Padmanabhan Balasundaram, Mathur Shruti, Manjula Ramu, Tripathi Shailesh
Department of Biophysics, National Institute of Mental Health and Neurosciences (NIMHANS), Bangalore 560 029, India.
J Biosci. 2016 Jun;41(2):295-311. doi: 10.1007/s12038-016-9600-6.
The bromodomains and extra-terminal domain (BET) family proteins recognize acetylated chromatin through their bromodomains (BDs) and help in regulating gene expression. BDs are chromatin 'readers': by interacting with acetylated lysines on the histone tails, they recruit chromatin-regulating proteins on the promoter region to regulate gene expression and repression. Extensive efforts have been employed by scientific communities worldwide to identify and develop potential inhibitors of BET family BDs to regulate protein expression by inhibiting acetylated histone (H3/H4) interactions. Several small molecule inhibitors have been reported, which not only have high affinity but also have high specificity to BET BDs. These developments make BET family proteins an important therapeutic targets for major diseases such as cancer, neurological disorders, obesity and inflammation. Here, we review and discuss the structural biology of BET family BDs and their applications in major diseases.

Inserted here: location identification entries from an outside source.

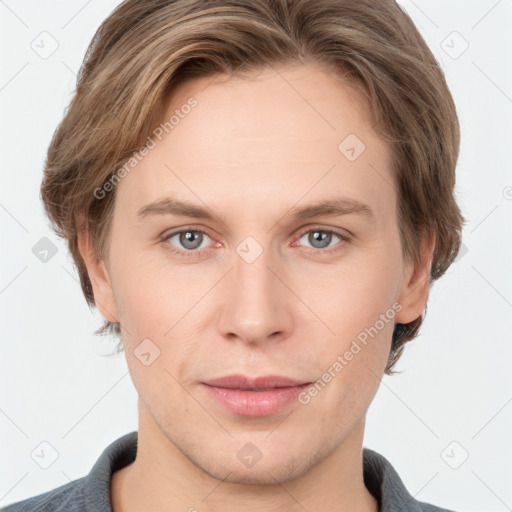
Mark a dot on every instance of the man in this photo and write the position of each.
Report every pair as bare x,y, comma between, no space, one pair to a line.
257,195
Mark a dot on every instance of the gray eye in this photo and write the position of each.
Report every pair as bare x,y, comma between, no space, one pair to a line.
189,239
320,238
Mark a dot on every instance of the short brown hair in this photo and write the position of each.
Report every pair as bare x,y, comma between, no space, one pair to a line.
146,47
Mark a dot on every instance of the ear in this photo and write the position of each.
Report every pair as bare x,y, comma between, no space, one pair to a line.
99,276
415,286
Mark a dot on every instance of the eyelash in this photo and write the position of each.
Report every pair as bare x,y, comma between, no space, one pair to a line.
199,252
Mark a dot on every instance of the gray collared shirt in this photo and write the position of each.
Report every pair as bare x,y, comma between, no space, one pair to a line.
92,492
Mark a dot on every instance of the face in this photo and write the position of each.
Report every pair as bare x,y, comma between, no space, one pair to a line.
222,270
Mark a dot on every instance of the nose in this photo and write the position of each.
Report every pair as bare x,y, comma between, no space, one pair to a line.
257,305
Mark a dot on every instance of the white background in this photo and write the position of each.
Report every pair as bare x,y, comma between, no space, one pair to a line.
57,384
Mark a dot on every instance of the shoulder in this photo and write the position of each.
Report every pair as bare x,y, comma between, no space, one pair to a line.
69,497
383,482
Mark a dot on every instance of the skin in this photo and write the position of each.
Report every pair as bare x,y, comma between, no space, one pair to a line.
251,150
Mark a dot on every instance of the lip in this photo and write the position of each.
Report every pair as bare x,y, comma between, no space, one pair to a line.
256,396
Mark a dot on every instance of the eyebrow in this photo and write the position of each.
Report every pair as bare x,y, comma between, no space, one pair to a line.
332,207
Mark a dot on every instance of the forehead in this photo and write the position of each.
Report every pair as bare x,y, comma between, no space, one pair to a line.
280,133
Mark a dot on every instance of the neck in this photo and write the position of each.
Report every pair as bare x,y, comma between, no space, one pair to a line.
163,478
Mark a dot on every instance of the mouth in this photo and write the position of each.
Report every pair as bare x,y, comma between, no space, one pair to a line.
260,396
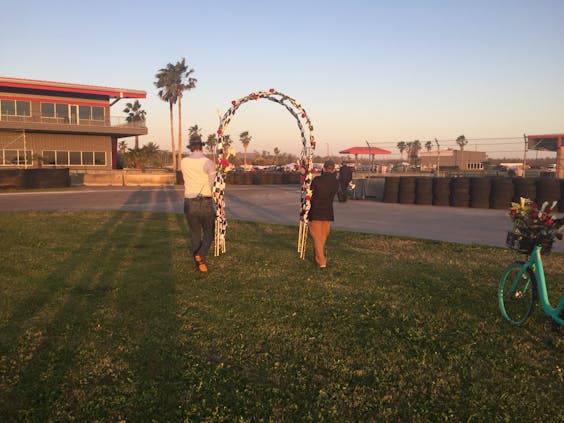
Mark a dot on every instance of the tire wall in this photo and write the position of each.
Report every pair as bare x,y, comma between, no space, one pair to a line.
548,189
424,191
502,193
441,191
480,192
460,192
34,178
524,187
391,190
406,194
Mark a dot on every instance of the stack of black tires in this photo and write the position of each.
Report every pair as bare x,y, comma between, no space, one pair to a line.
476,192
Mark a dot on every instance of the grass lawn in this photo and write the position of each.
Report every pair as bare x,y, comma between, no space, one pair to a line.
104,318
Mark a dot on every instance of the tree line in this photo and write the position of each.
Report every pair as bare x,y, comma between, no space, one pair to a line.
414,147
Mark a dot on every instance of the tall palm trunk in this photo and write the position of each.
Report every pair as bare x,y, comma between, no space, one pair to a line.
172,137
179,128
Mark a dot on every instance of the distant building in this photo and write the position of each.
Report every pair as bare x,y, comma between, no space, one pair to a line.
453,159
57,124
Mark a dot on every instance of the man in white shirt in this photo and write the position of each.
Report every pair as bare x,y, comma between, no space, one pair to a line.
199,173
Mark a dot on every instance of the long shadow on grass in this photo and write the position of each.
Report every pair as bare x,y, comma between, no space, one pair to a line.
108,349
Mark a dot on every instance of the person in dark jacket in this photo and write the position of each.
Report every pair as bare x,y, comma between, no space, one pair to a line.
324,188
345,178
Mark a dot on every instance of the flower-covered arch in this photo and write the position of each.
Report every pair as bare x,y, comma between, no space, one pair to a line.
306,165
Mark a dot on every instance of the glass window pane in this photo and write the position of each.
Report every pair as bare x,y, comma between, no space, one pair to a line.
62,110
26,158
11,157
100,158
49,157
8,107
87,158
84,112
97,113
23,108
47,110
62,158
75,157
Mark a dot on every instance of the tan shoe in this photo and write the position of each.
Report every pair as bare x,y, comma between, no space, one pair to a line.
200,263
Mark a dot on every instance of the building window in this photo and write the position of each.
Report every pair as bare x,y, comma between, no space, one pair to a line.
99,158
87,158
23,108
62,110
47,110
97,113
15,157
62,158
74,158
15,108
84,112
91,112
48,157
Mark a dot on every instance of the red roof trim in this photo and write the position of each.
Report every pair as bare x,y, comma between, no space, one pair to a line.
536,137
72,88
365,150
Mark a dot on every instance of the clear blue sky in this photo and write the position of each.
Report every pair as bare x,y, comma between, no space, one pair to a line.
365,70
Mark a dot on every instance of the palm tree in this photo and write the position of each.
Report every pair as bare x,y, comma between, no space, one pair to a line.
413,149
194,132
135,114
152,148
226,142
245,140
402,146
461,141
167,84
184,83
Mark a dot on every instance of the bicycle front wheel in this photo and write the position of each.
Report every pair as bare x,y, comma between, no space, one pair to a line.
517,294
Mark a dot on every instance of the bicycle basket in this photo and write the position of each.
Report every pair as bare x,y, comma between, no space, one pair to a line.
525,244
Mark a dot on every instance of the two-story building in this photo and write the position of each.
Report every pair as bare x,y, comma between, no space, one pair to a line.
454,159
57,124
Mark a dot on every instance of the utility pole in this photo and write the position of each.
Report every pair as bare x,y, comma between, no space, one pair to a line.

溴结构域和额外末端结构域(BET)家族蛋白通过其溴结构域(BDs)识别乙酰化染色质,并有助于调节基因表达。BDs是染色质“读取器”:通过与组蛋白尾巴上的乙酰化赖氨酸相互作用,它们在启动子区域招募染色质调节蛋白,以调节基因表达和抑制。全球科学界已付出巨大努力来鉴定和开发BET家族BDs的潜在抑制剂,以通过抑制乙酰化组蛋白(H3/H4)相互作用来调节蛋白质表达。已经报道了几种小分子抑制剂,它们不仅对BET BDs具有高亲和力,而且具有高特异性。这些进展使BET家族蛋白成为癌症、神经疾病、肥胖和炎症等主要疾病的重要治疗靶点。在此,我们综述并讨论BET家族BDs的结构生物学及其在主要疾病中的应用。